Revenues of $314.7 million increased 4.9% year over year and came above the Zacks Consensus Estimate of $310.0 million. Year-over-year improvement in revenues was primarily attributed to strong demand across the U.S. and Canada. Moreover, year-over-year revenue growth from MICROS’s Food & Beverage and Hotels vertical positively impacted total revenue..
Segment wise, Service revenues came in at $213.8 million, up 4.1% from the previous-year quarter. Hardware revenues came in at $66.5 million, increasing 4.4% from the year-ago quarter. Software revenues increased 11.6% from the year-ago quarter to $34.4 million.
Geographically, international revenues grew 2.0% from the year-ago-quarter to $185.1 million. Revenues from the U.S. & Canada increased 9.5% from the year-ago period to $129.6 million.
Gross margin was 51.6%, up 50 basis points (bps) from the year-ago quarter, primarily due to favorable business mix.
Adjusted operating expenses increased 8.8% on a year-over-year basis to $101.3 million due to an increase in selling, general and administrative expenses and research and development expenses. Moreover, as percentage of revenues, operating expenses increased 113 basis points from the year-ago quarter to 32.2%.This in turn impacted MICROS’ operating performance.

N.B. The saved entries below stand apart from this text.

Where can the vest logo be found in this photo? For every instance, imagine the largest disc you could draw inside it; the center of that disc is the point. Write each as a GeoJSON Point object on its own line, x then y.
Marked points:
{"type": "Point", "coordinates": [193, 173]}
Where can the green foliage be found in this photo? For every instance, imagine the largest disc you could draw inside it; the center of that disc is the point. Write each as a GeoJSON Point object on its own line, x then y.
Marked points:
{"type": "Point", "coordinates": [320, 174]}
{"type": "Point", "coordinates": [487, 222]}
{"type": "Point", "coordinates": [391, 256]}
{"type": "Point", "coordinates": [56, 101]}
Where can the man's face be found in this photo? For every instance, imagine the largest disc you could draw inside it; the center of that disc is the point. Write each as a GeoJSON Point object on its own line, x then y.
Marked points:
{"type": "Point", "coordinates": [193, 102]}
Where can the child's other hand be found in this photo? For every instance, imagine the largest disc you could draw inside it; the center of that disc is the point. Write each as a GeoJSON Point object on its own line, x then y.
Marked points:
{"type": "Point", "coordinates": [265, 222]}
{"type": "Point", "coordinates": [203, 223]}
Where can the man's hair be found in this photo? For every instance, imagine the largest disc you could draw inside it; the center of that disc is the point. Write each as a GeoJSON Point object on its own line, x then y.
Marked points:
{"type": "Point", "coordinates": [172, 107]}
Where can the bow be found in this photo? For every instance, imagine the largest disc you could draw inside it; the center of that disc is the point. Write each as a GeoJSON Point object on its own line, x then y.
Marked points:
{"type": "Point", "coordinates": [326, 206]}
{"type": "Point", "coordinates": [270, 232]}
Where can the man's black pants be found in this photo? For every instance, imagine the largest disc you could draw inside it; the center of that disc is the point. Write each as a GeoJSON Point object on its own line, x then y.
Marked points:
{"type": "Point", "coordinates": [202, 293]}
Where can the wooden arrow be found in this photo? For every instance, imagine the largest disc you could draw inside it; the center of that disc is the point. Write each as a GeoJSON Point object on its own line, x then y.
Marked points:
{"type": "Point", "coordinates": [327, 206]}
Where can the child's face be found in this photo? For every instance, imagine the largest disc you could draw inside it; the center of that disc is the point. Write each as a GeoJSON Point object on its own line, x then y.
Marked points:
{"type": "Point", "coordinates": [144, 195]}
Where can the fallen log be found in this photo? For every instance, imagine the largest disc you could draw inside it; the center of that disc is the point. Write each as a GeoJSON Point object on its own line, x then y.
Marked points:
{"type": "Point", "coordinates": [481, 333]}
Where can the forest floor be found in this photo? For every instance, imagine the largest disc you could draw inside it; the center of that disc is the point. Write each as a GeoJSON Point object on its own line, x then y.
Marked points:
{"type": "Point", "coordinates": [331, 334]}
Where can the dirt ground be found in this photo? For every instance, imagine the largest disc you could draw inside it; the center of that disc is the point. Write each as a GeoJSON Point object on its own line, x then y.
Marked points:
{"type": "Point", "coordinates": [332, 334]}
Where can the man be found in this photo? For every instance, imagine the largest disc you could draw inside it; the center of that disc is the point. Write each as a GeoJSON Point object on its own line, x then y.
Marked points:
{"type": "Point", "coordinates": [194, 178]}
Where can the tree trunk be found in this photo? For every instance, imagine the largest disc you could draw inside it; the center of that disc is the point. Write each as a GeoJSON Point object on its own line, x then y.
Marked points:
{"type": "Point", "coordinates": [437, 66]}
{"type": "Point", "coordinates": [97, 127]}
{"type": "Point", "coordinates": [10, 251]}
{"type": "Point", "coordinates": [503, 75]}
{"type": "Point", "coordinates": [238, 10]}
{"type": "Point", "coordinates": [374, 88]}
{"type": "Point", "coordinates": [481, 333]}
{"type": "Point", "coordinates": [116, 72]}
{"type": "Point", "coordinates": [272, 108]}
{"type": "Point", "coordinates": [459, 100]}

Adjusted operating income increased marginally (up 0.3%) to $56.1 million from the year-ago quarter while margins contracted 83 bps to 17.8%.
Adjusted net income (excluding one-time items and including stock-based compensation expenses) came in at $35.1 million or 46 per share versus $43.5 million or 53 cents in the year-ago quarter.
Balance Sheet and Cash Flow
MICROS ended the quarter with cash and cash equivalents and short-term investments of $595.6 million versus $634.1 million at the end of the previous quarter. The company did not have any long-term debt on its balance sheet.
The company spent around $91.6 million to buy back 1.9 million shares for an average price of $49.52 per share.
MICROS reiterated its fiscal 2014 revenue guidance. The company expects its fiscal 2014 revenues to be in the range of $1.295 billion to $1.320 billion, while non-GAAP earnings per share are expected to be in the range of $2.46 to $2.50.
MICROS’ first-quarter fiscal 2014 results were mixed with the top line beating the Zacks Consensus Estimate and increasing on a year-over-year basis and the bottom line missing the same. The company is expected to take care of its margins and control expenses. The company also reiterated its fiscal 2014 guidance.
Although MICROS has a decent cash position and is providing valuable solutions to Apple Inc.’s (AAPL - Analyst Report) iPad, we remain concerned due to increasing competition from innovative (tablet-based) Point-of-Sales (POS) solutions by its peers Square, Revel, Groupon Inc. (GRPN - Analyst Report) and NCR Corp. (NCR - Analyst Report). Moreover, the company’s European exposure and a sluggish macro-economic environment are the other headwinds, going forward.
Currently, MICROS has a Zacks Rank #3 (Hold).